Conclusion / Investment Strategy

Based on its super earning in a pandemic IPO pricing appears reasonable, but also raises eyebrows for such earnings as the world economy came to standstill for few months in FY21. The sustainability of higher margins going forward raises concern. Compare with an MNC with no match appears an eyewash for investors to lure them for the investment. Risk seeker/cash surplus investors may consider an investment.

Review By Dilip Davda on September 11, 2021

Review Author

DISCLAIMER: No financial information whatsoever published anywhere here should be construed as an offer to buy or sell securities, or as advice to do so in any way whatsoever. All matter published here is purely for educational and information purposes only and under no circumstances should be used for making investment decisions. My reviews do not cover GMP market and operators game plans. Readers must consult a qualified financial advisor before making any actual investment decisions, based the on information published here. With entry barriers, SEBI wants only well-informed investors to participate in such offers. With crazy listings in the recent past, SME IPOs drew the attention of investors across the board and lead to seer madness. However, as SME issues have entry barriers and continued low preference from the broking community, any reader taking decisions based on any information published here does so entirely at their own risk. The above information is based on information available as of date coupled with market perceptions. The Author has no plans to invest in this offer.

About Dilip Davda

Dilip Davda

Dilip Davda is veteran journalist associated with stock market since 1978. He is contributing to print and electronic media on stock markets/insurance/finance since 1985.

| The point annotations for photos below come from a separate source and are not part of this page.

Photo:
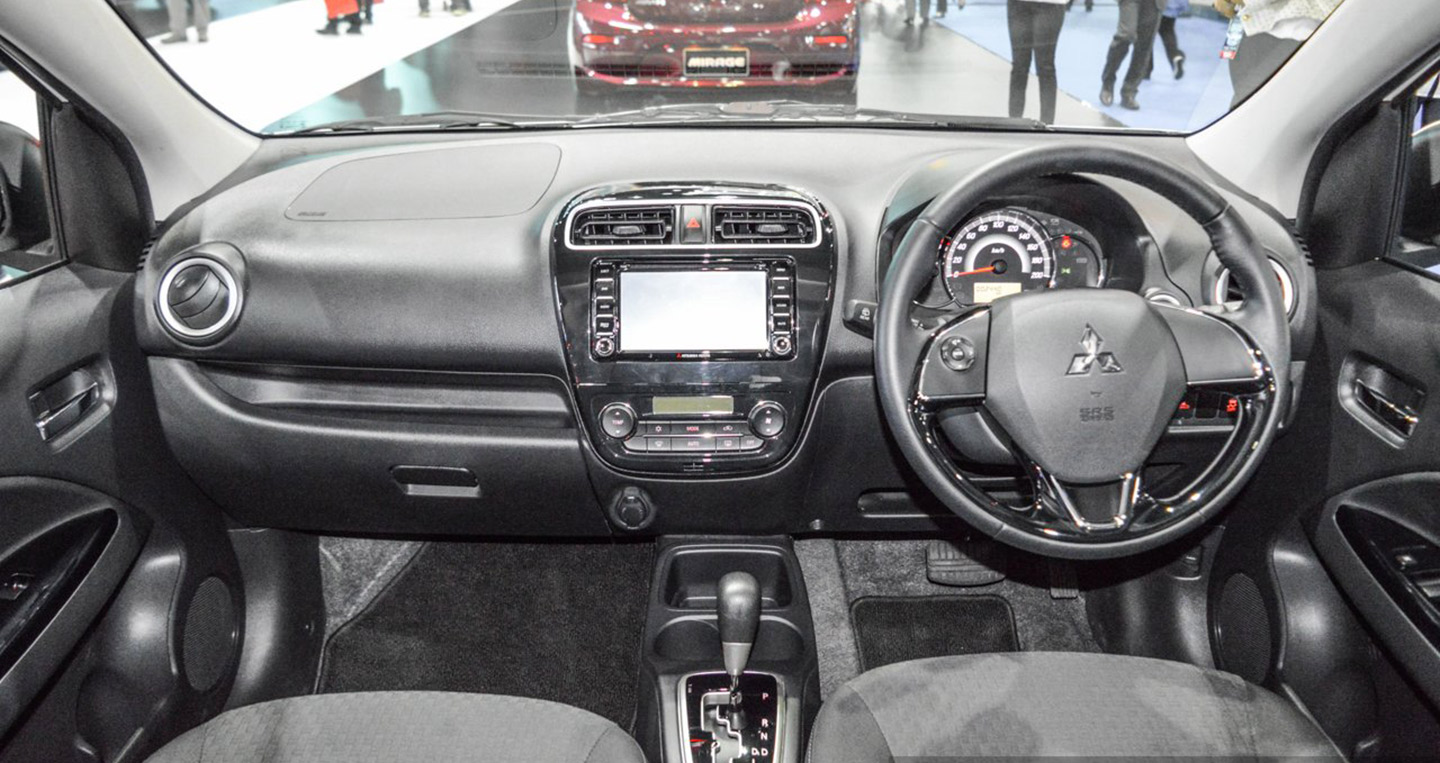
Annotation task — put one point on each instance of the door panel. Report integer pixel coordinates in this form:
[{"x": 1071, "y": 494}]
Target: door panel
[{"x": 117, "y": 563}]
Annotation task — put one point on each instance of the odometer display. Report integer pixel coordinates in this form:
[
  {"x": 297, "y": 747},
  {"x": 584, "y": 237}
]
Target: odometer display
[{"x": 997, "y": 255}]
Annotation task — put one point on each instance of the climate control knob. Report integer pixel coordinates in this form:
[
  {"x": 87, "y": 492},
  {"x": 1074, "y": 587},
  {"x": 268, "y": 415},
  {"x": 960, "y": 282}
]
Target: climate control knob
[
  {"x": 768, "y": 419},
  {"x": 618, "y": 421}
]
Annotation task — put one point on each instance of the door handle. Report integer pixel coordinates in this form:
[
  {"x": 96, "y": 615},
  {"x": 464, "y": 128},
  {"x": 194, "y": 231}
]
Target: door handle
[
  {"x": 1380, "y": 399},
  {"x": 1400, "y": 418},
  {"x": 64, "y": 403}
]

Dilip Davda is a leading reviewer of public issues and NCDs in the primary stock market in India. The knowledge he gained over 3 decades while working in the stock market and a strong relationship with popular lead managers makes his reviews unique. His detail fundamental and financial analysis of companies coming up with IPO helps investors in the primary stock market. Dilip Davda has a special interest in analyzing the SME companies and writing reviews about their public issues. His reviews are regularly published online and in news papers.

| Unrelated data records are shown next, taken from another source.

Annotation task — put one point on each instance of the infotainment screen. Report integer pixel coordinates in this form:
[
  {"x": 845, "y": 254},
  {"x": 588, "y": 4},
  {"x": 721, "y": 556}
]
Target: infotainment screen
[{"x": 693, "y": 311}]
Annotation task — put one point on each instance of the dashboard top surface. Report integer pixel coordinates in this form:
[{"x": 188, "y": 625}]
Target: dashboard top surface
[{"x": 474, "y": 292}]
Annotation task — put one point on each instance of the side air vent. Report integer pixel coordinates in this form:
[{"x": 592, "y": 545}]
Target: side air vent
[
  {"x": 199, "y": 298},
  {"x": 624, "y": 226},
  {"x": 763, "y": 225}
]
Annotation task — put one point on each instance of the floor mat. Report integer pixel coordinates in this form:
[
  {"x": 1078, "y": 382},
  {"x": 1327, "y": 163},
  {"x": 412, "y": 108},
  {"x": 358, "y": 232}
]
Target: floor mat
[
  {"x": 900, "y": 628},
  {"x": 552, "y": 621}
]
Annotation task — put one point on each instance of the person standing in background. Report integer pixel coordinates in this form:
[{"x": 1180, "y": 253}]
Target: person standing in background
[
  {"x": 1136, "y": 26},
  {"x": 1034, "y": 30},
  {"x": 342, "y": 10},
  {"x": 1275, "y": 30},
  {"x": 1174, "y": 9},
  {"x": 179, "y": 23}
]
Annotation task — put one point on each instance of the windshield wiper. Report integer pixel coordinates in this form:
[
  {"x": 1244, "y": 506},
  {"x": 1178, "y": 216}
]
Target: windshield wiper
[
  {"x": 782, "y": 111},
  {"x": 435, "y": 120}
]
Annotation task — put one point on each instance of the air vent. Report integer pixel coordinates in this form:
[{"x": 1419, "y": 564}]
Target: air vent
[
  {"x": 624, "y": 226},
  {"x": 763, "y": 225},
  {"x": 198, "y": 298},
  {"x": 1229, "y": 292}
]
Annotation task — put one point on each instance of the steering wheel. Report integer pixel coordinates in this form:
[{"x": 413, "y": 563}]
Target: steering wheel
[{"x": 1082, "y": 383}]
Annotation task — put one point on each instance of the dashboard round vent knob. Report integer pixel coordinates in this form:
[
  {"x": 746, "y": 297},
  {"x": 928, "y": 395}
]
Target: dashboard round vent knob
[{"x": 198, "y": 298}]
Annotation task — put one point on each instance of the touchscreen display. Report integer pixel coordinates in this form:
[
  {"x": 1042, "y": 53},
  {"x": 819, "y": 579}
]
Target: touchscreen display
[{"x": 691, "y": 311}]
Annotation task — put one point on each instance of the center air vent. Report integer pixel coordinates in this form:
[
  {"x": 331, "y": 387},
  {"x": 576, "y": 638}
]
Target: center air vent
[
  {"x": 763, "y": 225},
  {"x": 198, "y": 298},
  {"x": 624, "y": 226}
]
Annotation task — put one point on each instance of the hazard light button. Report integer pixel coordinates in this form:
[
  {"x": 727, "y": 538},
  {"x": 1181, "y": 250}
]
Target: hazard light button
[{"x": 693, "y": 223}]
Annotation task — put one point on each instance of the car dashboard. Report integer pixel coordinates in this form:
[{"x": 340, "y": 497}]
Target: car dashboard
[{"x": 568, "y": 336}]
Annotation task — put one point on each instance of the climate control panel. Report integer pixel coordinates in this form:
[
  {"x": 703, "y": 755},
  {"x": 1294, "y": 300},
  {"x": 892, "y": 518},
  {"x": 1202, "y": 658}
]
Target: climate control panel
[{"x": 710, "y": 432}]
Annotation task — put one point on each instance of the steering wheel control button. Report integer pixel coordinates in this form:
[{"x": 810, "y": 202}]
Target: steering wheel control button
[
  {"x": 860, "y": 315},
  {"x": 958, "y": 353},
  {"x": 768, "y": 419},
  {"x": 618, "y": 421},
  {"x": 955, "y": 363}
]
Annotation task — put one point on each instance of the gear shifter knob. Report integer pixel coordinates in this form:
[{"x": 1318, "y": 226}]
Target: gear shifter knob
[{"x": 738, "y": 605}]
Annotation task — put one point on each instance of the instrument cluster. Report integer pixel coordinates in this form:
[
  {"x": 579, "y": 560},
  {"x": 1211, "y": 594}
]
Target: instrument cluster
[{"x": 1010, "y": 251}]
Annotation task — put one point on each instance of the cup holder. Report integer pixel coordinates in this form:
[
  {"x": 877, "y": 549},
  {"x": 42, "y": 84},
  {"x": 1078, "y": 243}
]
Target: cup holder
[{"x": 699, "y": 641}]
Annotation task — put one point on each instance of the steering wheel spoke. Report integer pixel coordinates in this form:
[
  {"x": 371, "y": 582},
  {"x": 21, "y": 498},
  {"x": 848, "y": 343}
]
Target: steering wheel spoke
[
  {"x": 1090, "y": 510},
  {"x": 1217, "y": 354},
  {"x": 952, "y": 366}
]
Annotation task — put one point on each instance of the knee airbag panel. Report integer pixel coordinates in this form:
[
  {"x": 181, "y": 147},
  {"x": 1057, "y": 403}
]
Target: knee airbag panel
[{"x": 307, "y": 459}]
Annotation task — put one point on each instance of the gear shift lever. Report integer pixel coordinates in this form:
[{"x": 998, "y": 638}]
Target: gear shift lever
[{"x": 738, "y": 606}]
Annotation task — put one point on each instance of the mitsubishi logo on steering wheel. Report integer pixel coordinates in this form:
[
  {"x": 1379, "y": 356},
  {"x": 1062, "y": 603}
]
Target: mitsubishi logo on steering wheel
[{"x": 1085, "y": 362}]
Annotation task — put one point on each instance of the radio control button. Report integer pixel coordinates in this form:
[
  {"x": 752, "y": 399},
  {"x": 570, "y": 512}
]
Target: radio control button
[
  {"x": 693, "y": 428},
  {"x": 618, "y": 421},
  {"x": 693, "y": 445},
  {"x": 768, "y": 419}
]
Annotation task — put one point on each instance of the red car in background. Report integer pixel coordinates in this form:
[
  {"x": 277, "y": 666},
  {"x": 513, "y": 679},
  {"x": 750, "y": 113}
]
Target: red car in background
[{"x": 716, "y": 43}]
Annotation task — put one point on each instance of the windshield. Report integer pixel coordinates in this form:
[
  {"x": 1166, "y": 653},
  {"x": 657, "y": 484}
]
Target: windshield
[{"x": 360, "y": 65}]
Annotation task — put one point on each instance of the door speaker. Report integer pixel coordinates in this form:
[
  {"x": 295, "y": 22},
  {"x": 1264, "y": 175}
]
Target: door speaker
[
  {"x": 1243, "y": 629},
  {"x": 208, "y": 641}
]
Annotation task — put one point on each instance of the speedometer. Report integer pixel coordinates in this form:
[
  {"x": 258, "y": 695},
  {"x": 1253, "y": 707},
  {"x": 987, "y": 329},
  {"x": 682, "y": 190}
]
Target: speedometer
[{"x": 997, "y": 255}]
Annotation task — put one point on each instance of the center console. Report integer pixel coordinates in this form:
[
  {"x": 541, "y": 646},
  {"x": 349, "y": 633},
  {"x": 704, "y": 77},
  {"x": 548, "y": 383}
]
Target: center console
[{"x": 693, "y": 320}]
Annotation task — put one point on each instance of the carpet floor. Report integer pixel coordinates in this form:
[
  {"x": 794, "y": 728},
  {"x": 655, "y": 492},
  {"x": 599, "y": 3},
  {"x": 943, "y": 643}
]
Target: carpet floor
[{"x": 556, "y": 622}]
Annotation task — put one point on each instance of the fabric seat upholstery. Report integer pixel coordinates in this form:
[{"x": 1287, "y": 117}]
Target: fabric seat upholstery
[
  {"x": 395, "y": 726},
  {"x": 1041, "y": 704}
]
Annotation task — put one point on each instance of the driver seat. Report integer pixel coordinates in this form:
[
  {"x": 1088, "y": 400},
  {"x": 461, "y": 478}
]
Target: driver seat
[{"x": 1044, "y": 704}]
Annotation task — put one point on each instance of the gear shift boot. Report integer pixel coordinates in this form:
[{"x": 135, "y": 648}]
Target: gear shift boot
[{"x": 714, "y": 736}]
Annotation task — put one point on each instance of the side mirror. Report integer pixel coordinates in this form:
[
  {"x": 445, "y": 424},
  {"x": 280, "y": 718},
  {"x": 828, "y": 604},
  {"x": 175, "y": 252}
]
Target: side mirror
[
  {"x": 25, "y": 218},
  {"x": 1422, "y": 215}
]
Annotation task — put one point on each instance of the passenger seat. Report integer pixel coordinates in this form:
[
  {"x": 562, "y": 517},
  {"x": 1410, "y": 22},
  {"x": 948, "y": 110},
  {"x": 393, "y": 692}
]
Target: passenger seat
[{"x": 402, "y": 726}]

(Dilip Davda -SEBI registered Research Analyst-Mumbai,

Registration no. INH000003127 (Perpetual)

Email id: ).

Prevest Denpro IPO FAQs

  1. 1. Why Prevest Denpro IPO?

    The initial public offer (IPO) of Prevest Denpro Limited offers an early investment opportunity in Prevest Denpro Limited. A stock market investor can buy Prevest Denpro IPO shares by applying in IPO before Prevest Denpro Limited shares get listed at the stock exchanges. An investor could invest in Prevest Denpro IPO for short term listing gain or a long term.

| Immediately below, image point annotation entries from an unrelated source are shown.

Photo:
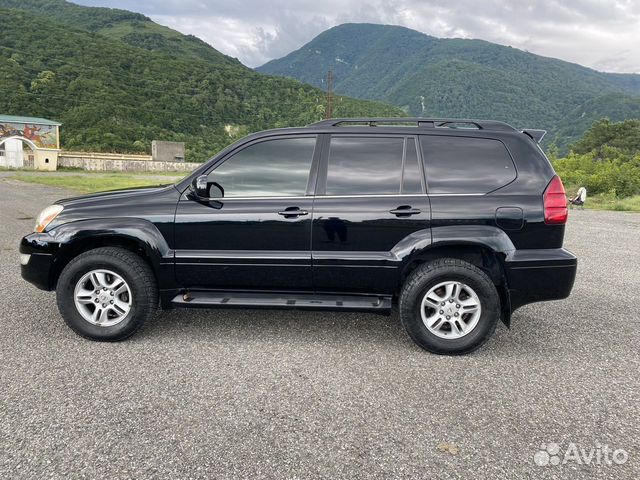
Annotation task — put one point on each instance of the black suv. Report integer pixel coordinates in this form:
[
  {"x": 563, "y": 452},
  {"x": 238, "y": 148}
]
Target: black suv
[{"x": 459, "y": 222}]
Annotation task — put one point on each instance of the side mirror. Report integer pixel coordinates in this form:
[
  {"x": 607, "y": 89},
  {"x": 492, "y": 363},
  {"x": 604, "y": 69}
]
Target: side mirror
[{"x": 205, "y": 190}]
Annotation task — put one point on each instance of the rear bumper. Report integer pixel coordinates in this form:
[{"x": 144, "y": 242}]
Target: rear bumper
[
  {"x": 539, "y": 275},
  {"x": 37, "y": 268}
]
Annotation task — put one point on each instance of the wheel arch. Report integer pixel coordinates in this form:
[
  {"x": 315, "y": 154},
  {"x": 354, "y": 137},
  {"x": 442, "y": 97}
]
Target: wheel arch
[
  {"x": 483, "y": 246},
  {"x": 136, "y": 235}
]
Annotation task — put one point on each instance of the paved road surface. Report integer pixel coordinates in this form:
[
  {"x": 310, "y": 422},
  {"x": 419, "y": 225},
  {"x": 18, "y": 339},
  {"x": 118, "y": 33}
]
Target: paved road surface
[{"x": 271, "y": 394}]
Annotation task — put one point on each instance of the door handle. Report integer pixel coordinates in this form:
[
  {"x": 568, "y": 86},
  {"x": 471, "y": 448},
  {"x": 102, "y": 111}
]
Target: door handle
[
  {"x": 405, "y": 211},
  {"x": 292, "y": 212}
]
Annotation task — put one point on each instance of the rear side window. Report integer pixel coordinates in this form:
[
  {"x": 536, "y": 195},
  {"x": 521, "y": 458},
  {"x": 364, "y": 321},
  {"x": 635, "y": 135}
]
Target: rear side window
[
  {"x": 364, "y": 166},
  {"x": 465, "y": 164}
]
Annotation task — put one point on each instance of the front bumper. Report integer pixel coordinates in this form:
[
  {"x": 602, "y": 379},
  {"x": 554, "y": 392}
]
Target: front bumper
[
  {"x": 539, "y": 275},
  {"x": 38, "y": 268}
]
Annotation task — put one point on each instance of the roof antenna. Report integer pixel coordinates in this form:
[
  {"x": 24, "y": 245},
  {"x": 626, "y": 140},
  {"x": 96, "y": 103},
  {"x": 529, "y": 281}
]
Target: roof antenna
[{"x": 328, "y": 113}]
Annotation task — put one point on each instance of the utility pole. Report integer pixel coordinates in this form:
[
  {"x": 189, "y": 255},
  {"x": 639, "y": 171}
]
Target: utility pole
[{"x": 328, "y": 113}]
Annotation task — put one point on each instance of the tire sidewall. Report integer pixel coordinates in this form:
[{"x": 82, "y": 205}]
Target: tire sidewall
[
  {"x": 412, "y": 319},
  {"x": 65, "y": 297}
]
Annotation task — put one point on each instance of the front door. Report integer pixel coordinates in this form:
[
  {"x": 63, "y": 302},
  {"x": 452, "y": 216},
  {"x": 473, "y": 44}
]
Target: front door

  2. 2. How is Prevest Denpro IPO?

    Read the Prevest Denpro IPO recommendations by the leading analyst and leading stock brokers.

  3. 3. Prevest Denpro IPO what should investors do?

    Prevest Denpro IPO offers an opportunity to buy IPO shares before they get listed at the stock exchanges. Read the Prevest Denpro IPO Notes, Analysis and Recommendations by leading stock brokerage firms and experts in the above answer.

  4. 4. Is Prevest Denpro IPO good?

    Our recommendation for Prevest Denpro IPO is to subscribe for long term.

  5. 5. Is Prevest Denpro IPO worth Investing?

    As per the analysis by our lead analyst Mr. Dilip Davda, we suggest you to subscribe for long term to the Prevest Denpro IPO.

  6. 6. When will Prevest Denpro IPO allotment status?

    The Prevest Denpro IPO allotment status will be available on or around September 22, 2021. The allotted shares will be credited in demat account by September 24, 2021. Visit Prevest Denpro IPO allotment status to check.

  7. 7. When will Prevest Denpro IPO list?

    The Prevest Denpro IPO will list on Monday, September 27, 2021, at BSE SME.